Mediterranean moves east with 'Arab Table'

March 29, 2006|T. Susan Chang, Globe Correspondent

The Arab Table: Recipes and Culinary Traditions, By May S. Bsisu, William Morrow, 372 pp., $34.95

It's a curious thing about Middle Eastern cooking. Like Southern French, Italian, Greek, Turkish, Israeli, and North African cooking, it's one of the Mediterranean cuisines. But even after decades of enthusiasm over these sunny dishes, somehow the region has mainly come to signify French and Italian.

In ''The Arab Table," May S. Bsisu has set out to change that, pull Mediterranean attention to the east, and stake a claim to an underserved cuisine. The book's ambition is to be comprehensive, pan-Arabic, inspiring, and generally accessible when transplanted to an American setting. In these goals it largely succeeds.

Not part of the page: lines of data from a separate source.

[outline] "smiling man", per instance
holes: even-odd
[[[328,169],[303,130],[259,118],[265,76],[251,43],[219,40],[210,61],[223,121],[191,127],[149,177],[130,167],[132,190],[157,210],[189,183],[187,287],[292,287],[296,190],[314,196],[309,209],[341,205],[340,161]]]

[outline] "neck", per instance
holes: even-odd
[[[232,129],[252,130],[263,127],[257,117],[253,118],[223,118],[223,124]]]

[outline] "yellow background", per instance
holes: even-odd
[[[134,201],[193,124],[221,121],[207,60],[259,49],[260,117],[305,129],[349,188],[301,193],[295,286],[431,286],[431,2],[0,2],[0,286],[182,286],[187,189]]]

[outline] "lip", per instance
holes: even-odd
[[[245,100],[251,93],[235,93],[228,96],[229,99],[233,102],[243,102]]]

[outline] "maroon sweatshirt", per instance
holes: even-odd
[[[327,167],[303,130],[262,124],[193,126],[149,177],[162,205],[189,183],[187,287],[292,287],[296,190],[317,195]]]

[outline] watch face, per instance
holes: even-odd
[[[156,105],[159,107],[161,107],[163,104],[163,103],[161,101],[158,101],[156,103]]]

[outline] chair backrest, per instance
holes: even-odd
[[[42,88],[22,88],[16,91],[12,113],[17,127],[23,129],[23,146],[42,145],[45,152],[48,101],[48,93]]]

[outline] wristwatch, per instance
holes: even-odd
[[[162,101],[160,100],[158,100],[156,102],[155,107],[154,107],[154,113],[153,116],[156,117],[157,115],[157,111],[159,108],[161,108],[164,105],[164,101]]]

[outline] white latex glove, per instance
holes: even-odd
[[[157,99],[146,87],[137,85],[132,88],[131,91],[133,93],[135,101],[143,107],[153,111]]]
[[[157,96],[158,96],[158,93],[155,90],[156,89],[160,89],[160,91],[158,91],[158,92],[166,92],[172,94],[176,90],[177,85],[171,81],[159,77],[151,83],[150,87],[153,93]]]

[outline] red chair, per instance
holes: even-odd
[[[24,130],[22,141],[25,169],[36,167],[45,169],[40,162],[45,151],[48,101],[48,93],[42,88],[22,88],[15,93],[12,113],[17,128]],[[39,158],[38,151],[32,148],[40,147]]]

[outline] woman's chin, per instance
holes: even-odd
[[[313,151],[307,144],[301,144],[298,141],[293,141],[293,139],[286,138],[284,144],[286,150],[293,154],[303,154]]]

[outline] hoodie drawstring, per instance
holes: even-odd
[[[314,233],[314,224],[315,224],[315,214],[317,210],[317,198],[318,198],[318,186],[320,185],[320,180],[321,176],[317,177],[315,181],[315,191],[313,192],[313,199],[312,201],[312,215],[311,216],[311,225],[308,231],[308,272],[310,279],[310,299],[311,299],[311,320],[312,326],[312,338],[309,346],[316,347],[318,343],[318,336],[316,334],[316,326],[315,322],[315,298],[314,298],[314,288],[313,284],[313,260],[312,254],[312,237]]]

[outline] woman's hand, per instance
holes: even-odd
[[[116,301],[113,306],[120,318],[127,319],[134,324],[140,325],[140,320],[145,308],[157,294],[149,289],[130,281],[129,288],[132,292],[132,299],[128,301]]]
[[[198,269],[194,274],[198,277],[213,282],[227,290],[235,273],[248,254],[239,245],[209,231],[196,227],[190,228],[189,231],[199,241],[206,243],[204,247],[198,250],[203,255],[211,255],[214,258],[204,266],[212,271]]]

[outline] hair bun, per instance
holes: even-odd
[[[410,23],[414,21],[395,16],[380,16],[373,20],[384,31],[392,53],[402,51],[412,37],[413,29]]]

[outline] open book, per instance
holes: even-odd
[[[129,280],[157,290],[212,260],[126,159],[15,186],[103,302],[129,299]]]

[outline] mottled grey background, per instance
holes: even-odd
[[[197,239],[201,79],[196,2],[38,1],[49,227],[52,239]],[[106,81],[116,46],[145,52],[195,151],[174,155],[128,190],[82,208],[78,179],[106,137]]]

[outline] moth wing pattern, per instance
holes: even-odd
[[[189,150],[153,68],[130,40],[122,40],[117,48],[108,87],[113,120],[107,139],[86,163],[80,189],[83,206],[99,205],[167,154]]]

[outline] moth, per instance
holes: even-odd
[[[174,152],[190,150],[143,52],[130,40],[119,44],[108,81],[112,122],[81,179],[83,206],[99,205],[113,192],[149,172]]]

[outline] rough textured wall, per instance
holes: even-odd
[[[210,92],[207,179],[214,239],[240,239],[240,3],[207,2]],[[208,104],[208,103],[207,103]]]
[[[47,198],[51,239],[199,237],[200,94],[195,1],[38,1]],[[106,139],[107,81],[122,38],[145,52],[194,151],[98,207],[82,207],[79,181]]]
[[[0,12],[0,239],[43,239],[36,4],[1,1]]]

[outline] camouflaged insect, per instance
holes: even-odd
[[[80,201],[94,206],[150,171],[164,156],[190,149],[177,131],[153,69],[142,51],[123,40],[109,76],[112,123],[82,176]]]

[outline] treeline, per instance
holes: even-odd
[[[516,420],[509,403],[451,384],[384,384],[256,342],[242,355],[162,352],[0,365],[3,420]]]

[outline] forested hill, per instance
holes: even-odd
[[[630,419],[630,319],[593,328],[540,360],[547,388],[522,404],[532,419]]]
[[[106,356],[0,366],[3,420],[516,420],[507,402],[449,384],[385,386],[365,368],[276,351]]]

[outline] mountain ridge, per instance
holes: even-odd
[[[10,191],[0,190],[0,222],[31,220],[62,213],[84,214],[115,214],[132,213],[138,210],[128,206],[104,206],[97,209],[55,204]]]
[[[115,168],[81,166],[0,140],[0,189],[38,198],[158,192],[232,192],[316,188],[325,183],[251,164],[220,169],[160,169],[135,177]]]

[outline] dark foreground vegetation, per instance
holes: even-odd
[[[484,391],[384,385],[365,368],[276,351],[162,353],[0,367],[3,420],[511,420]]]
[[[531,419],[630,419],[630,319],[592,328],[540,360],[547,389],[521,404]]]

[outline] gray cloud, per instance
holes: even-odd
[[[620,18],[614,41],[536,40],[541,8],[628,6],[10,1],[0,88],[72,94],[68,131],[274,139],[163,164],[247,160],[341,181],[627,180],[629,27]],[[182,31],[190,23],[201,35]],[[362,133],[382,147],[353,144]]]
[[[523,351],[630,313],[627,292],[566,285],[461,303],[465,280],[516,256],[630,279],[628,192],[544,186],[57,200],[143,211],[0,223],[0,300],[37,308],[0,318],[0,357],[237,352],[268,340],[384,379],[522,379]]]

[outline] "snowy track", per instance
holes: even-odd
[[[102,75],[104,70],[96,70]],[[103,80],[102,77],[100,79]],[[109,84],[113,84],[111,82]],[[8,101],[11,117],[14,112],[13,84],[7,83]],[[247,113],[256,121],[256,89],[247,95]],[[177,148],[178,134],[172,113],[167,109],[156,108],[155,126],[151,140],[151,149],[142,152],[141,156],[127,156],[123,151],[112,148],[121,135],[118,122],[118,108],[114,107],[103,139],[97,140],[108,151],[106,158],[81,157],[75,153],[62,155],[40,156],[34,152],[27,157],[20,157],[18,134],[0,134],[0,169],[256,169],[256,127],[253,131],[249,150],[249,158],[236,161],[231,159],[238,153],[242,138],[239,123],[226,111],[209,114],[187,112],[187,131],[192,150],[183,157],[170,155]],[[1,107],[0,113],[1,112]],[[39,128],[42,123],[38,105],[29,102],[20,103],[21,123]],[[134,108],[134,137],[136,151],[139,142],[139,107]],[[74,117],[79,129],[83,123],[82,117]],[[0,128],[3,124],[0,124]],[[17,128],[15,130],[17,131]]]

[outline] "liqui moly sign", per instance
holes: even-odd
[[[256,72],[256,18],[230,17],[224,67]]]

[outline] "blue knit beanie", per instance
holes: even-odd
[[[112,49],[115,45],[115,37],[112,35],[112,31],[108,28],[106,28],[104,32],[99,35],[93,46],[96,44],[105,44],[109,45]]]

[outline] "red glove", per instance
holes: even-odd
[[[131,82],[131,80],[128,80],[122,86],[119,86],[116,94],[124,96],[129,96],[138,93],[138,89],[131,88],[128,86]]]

Bsisu, a Cincinnati-based writer of Palestinian heritage, details at some length the cultural tradition of hospitality in the Arab world, where guests are customarily greeted with an open larder and a laden table. This praiseworthy habit makes for a warm social life. But when you look at the recipes up close, what you see are hours of dedication in the kitchen. Whatever may be the philosophical underpinnings of the hospitality tradition, the unspoken truth is that generations of patient women have chopped, peeled, soaked, blanched, and fried their days away. How this must feel in the summer, in a desert nation, I'm not sure I can imagine.

Nevertheless, the bright tastes and varied textures are reward enough, even if you're not feeling motivated to entertain in the traditional style. The smaller, less time-consuming starters were especially satisfying. Easy, cooling, and mint-flecked, cucumber and yogurt proved addictive eaten with a bit of toasted pita. Beet salad was bright and bracing in its white-vinegar dressing. Orange lentil soup contained only the lentils, broth, onions, and seasonings (the soup has no citrus flavors; it's made with orange-colored lentils), yet the flavor was rounded and a spoonful of lemon yogurt gave it an invigorating finish.

Two dishes that might have been subtitled ''some assembly required" produced substantial, rounded meals. Baked kafta with tahini married thin-sliced potatoes with ground lamb and a tahini sauce so garlicky-delicious, some of us were licking it out of the bowl. Chickpeas with yogurt turned out to involve interesting layers of toasted pita, yogurt, chickpeas, fried pine nuts, and parsley. ''Serves 8 to 10," writes Bsisu. Make that ''4."